MEMORIA MÉTRICA

Miscelánea del poeta y traductor José Miguel Domínguez Leal

jueves, 7 de enero de 2010

NEW ARABIAN NIGHTS




Este fin de semana pasado estuve en Toledo, y en el tren estuve leyendo el primer volumen de las New Arabian Nights de Stevenson (cf. R. L. Stevenson, El club de los suicidas. El diamante del rajá, Alianza Editorial, trad. de Luis Loayza). Resulta muy agradable encontrarse con historias de una arquitectura tan perfecta, y me fascinó de nuevo esos cambios de perspectiva y los puntos de vista oblicuos que nos ofrece el autor para hacernos seguir la trama de la mano de personajes secundarios que se convierten en meros instrumentos de las verdaderas voluntades ocultas que mueven los hilos de la intriga. Stevenson en un par de líneas describe magistralmente el escenario físico de los sucesos, y hace aparecer y desaparecer personajes en un juego de espejos que tiene mucho que ver con el de la vida. Esta maestría se manifiesta, asimismo, en el retrato de los personajes y en la agradable retórica de sus parlamentos, que forman un delicado y perfectamente trabado castillo de naipes, que el propio autor derriba de un generoso manotazo al final del libro, mandando a dar vueltas por el aire tanto al presunto autor árabe de los cuentos como al protagonista que atraviesa todas las historias como trasunto de la providencia, el príncipe Florizel de Bohemia, convertido, a la postre, en "el estanquero más apuesto de Londres".
En la estela de Stevenson, como decía Borges, hay que situar otro libro admirable que he releído con deleite en el pasado, Los tres impostores, de Arthur Machen. Es una obra de una arquitectura narrativa admirable, ejemplo perfecto de novela dentro de la novela, donde tres sádicos e imaginativos asesinos estrechan el círculo en torno a su víctima, el llamado joven de anteojos, que aparece recurrentemente en las historias que cuentan a los personajes que creen que pueden serles de ayuda en la búsqueda de su perseguido por un Londres amorosamente descrito por Machen como escenario ideal de misterios e intrigas, frente al anodino y previsible París.

6 comentarios:

José Miguel Ridao dijo...

Muchas gracias por las recomendaciones, tocayo. Me haré con el de Stevenson.
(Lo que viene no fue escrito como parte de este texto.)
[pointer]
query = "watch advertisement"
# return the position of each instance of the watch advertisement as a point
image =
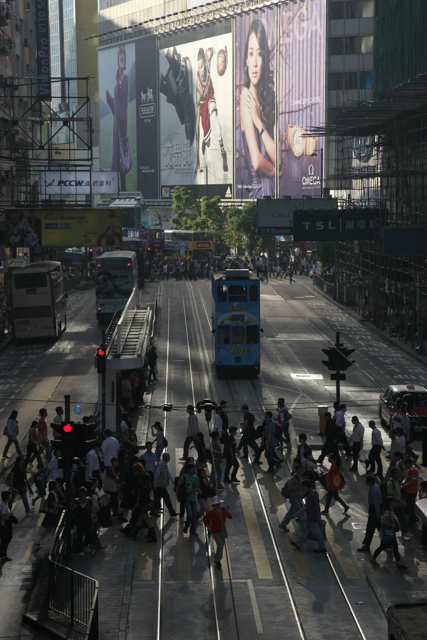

José Miguel Domínguez Leal dijo...

Gracias a ti, tocayo. Seguro que te gustará. Un abrazo desde Cádiz.

Máster en Nubes dijo...

Me encanta Stevenson, pero éste,mejor dicho, estos dos relatos no los conocía. A ver si me hago con ellos. Y qué nombres, por Dios.... Florizel de Bohemia... Uf, dan ganas de leer pero ya. Un abrazo JM, y gracias por la recomendación
Aurora

José Miguel Domínguez Leal dijo...

Espero que te guste, Aurora. Es el tipo de lectura que uno suele postergar en busca de cosas más "serias", pero es un error. Un abrazo, y hasta pronto.

ferabt dijo...

me uno a la serie de beneficiados por tus recomendaciones. ¡lástima de tiempo! Si puedo leeré antes esa novela de Machen. Me ha gustado mucho tu crítica,¿sabes que se te da muy bien la recensión de libros?
Parece que la vida de esas dos ciudades es un reflejo de sus jardines. En la geometría impoluta de un versallesco jardín no te sorprende ni la vida de sus flores. En cambio un parque londinense es un sabio abigarramiento de jardines y urbanas selvas donde se oye el canto de un petirrojo o se te sube una ardilla a la chepa.

José Miguel Domínguez Leal dijo...

Muchas gracias, Fernando. Espero que te guste, y que te traiga nostalgia de ese Londres que conoces bien. Un abrazo.